Esse, allora, rispondono all’esigenza, in presenza di vari interessi contrapposti, tutti bisognosi di tutela, di ridistribuire le conseguenze pregiudizievoli a seguito di un’operazione di bilanciamento degli interessi medesimi.
Così si esprime anche la Suprema Corte, statuendo che l’esimente di cui all’art. 2045 “può essere, infatti, applicata per analogia atteso il suo carattere non eccezionale, individuandosi nella stessa un caso di danno oggettivamente ingiusto onde tranquillamente di essa può farsi, ripetesi, applicazione stante nella legittima difesa putativa e nello stato di necessità l’assenza dell’elemento soggettivo dell’illecito e la estraneità del danneggiato al fatto che ha provocato il danno”.

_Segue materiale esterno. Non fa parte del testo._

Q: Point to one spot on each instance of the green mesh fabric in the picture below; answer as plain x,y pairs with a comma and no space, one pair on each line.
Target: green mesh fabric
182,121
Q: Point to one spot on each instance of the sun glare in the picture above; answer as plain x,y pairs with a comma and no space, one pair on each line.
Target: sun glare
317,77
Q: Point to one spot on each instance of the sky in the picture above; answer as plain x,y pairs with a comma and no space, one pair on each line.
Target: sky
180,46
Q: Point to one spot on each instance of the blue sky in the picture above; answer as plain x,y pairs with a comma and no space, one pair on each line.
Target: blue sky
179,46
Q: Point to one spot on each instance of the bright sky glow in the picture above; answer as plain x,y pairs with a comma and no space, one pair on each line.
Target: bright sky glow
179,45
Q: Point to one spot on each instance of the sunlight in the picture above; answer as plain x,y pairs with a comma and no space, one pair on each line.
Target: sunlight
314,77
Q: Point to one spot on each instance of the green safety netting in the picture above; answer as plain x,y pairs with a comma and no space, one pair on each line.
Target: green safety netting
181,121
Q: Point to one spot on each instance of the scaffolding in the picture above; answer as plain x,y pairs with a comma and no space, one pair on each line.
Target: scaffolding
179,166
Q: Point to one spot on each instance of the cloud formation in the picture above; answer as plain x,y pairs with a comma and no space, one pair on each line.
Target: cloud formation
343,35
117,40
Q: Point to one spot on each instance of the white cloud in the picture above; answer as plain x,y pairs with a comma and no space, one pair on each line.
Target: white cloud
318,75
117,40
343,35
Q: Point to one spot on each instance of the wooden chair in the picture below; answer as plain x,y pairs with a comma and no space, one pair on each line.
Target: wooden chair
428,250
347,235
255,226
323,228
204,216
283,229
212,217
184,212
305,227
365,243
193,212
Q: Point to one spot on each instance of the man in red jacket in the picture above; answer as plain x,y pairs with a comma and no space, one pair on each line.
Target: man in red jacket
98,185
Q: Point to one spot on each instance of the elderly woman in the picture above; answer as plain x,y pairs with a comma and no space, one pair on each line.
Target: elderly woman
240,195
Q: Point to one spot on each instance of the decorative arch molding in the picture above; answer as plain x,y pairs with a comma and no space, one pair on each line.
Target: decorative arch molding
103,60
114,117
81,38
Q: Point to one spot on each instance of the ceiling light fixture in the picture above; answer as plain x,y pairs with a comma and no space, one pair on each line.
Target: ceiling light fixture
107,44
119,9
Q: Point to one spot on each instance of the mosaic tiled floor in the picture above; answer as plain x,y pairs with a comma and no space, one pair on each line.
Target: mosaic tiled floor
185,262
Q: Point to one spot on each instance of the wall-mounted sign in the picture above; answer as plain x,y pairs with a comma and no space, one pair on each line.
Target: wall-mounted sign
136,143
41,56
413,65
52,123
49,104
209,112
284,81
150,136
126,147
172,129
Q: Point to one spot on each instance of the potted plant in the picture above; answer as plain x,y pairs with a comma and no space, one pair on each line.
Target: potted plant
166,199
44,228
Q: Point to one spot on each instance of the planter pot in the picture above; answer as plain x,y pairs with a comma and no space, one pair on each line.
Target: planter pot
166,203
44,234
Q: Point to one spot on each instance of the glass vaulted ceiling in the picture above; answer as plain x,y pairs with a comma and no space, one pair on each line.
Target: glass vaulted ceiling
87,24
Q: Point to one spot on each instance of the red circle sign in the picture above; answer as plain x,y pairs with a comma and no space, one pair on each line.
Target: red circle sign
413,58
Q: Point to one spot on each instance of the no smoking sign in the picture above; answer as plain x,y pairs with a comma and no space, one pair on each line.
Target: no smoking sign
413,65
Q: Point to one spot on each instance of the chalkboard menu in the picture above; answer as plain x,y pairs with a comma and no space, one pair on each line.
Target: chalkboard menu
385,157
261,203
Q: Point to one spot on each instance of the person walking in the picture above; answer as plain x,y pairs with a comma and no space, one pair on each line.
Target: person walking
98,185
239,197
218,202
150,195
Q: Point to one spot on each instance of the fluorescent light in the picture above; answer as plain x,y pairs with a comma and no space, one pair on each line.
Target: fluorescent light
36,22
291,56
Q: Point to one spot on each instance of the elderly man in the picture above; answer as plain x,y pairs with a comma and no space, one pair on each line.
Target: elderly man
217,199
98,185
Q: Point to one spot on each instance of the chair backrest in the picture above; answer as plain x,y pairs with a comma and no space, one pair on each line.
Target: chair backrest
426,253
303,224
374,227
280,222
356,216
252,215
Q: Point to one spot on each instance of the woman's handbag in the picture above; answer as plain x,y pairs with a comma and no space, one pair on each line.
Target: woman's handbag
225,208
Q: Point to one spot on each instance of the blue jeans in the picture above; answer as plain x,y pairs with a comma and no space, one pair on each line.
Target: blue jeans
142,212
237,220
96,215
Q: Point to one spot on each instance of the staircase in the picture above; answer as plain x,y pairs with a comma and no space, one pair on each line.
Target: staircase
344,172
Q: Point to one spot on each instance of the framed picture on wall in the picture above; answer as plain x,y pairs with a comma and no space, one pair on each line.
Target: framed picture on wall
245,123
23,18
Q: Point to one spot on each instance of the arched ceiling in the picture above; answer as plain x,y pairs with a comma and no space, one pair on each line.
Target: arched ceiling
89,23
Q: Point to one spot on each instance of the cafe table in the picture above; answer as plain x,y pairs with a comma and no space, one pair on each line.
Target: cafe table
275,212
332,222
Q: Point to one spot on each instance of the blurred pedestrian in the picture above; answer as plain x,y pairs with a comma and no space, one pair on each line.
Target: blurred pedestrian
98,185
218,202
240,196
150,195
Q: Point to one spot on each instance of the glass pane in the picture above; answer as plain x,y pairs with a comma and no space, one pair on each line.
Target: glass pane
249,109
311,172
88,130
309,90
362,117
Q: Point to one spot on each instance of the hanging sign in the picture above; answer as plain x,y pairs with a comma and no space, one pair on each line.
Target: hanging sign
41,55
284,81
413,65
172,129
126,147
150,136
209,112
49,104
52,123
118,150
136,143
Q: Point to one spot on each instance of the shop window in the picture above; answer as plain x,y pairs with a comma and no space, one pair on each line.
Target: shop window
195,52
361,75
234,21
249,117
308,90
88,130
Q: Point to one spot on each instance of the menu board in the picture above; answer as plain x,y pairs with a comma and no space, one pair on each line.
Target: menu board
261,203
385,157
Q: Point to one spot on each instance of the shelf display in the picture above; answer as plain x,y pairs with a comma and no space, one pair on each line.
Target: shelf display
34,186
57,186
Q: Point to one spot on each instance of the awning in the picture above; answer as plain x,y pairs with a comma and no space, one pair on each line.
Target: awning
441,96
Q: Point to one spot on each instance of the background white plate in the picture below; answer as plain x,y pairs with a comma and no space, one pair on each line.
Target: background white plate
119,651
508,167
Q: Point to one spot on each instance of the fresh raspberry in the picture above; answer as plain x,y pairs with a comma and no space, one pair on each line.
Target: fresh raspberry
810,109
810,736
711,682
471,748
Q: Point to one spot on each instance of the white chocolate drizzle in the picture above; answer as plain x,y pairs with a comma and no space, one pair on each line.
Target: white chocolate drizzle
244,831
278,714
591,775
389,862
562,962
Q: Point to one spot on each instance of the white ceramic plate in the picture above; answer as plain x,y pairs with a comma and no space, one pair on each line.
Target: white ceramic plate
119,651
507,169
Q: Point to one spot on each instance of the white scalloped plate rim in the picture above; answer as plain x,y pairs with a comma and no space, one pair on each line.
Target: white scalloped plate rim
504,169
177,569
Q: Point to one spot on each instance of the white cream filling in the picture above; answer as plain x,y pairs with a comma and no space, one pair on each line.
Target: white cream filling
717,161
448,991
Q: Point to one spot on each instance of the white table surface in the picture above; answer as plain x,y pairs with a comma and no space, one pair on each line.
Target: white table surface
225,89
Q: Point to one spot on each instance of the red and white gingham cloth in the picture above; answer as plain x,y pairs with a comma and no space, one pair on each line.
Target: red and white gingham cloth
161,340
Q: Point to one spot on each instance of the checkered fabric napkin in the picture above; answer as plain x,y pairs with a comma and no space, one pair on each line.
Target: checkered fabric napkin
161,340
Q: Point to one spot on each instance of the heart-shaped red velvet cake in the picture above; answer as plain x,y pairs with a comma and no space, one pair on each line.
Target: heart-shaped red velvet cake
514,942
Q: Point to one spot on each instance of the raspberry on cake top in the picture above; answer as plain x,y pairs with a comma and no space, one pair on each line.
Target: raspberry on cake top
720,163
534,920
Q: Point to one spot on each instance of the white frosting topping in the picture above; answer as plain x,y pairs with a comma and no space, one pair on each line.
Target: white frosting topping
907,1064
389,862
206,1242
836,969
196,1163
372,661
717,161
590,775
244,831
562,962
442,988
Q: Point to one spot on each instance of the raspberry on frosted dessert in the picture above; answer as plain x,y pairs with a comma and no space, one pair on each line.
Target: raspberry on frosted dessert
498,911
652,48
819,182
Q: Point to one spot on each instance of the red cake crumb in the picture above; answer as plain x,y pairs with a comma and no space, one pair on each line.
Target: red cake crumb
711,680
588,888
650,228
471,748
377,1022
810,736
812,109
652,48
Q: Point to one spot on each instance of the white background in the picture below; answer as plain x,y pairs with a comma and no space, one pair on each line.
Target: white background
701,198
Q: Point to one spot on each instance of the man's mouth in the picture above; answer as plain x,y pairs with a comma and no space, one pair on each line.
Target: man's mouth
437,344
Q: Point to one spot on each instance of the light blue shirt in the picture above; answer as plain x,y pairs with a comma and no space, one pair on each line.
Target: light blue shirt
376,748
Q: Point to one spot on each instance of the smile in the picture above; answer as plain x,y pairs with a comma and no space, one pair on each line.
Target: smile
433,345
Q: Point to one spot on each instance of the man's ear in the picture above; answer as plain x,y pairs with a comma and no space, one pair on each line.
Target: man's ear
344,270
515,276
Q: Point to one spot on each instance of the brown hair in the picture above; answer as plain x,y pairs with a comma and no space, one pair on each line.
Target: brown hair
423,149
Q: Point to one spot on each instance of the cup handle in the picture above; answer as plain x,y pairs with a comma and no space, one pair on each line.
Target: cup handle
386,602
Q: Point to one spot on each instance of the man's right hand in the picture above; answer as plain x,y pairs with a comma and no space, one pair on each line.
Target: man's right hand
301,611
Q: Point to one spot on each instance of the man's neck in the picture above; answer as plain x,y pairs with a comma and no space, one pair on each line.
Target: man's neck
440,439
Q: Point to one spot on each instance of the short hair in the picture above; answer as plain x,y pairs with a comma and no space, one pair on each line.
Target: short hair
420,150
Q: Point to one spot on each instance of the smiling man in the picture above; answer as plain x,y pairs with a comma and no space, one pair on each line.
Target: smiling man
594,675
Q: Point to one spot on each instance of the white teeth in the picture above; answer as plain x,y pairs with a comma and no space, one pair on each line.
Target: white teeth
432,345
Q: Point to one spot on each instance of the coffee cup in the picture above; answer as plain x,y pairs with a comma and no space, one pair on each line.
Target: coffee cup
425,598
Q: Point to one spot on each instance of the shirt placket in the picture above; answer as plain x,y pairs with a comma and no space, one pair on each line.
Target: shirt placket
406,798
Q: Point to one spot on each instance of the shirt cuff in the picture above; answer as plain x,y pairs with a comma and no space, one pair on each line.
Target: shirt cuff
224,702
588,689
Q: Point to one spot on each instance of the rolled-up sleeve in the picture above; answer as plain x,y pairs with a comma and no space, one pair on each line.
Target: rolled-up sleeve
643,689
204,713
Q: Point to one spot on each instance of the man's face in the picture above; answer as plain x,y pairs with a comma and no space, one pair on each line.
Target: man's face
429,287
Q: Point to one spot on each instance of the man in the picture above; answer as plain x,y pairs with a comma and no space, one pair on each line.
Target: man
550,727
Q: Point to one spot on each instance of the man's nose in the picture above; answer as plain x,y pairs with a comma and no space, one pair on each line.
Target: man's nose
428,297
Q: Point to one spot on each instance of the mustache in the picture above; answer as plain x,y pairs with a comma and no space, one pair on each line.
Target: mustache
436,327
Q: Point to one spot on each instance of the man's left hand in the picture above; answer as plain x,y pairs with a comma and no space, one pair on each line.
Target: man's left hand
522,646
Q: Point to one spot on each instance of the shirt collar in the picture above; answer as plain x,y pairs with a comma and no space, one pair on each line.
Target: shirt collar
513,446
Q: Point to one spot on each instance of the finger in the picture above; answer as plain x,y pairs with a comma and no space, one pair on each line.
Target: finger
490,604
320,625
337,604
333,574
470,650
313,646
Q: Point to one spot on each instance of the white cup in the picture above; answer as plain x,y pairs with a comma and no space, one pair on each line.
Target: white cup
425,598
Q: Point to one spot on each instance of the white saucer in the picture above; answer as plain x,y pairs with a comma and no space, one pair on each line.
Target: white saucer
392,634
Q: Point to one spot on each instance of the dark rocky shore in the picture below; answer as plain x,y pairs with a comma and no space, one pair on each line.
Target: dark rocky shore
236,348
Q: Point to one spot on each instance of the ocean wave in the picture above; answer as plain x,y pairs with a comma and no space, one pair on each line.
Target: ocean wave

Nell’ambito di tale orientamento, l’art. 2045 c.c. è espressione di un principio di carattere generale, in base al quale tra due situazioni di pericolo – l’una riferibile a colui che pone in essere l’azione necessitata, l’altra relativa al terzo – la legge sceglie quella meno grave.
Il terzo pone in essere un fatto antigiuridico, ma in quanto si trova nell’alternativa tra commettere un illecito e subire esso stesso un danno.
L’indennizzo previsto in tal caso consente, all’evidenza, di contemperare le opposte esigenze, quella del soggetto necessitato, che non commette un illecito ma procura un danno, e del terzo, che senza alcuna colpa subisce un pregiudizio.
La situazione che si realizza nello stato di legittima difesa putativa appare, allora, sotto il profilo da ultimo considerato, analoga alla fattispecie dello stato di necessità: vi è, infatti, un soggetto che agisce nell’erronea convinzione di esservi costretto e, quindi, al fine specifico di salvare sé od altri da un grave pregiudizio.
Si deve sottolineare, tuttavia, che l’analogia è limitata all’esigenza di contemperamento degli opposti interessi, poiché nell’ipotesi considerata tale pregiudizio, a differenza della situazione prevista dall’art. 2045 c.c., non necessariamente si riferisce ad un danno grave alla persona.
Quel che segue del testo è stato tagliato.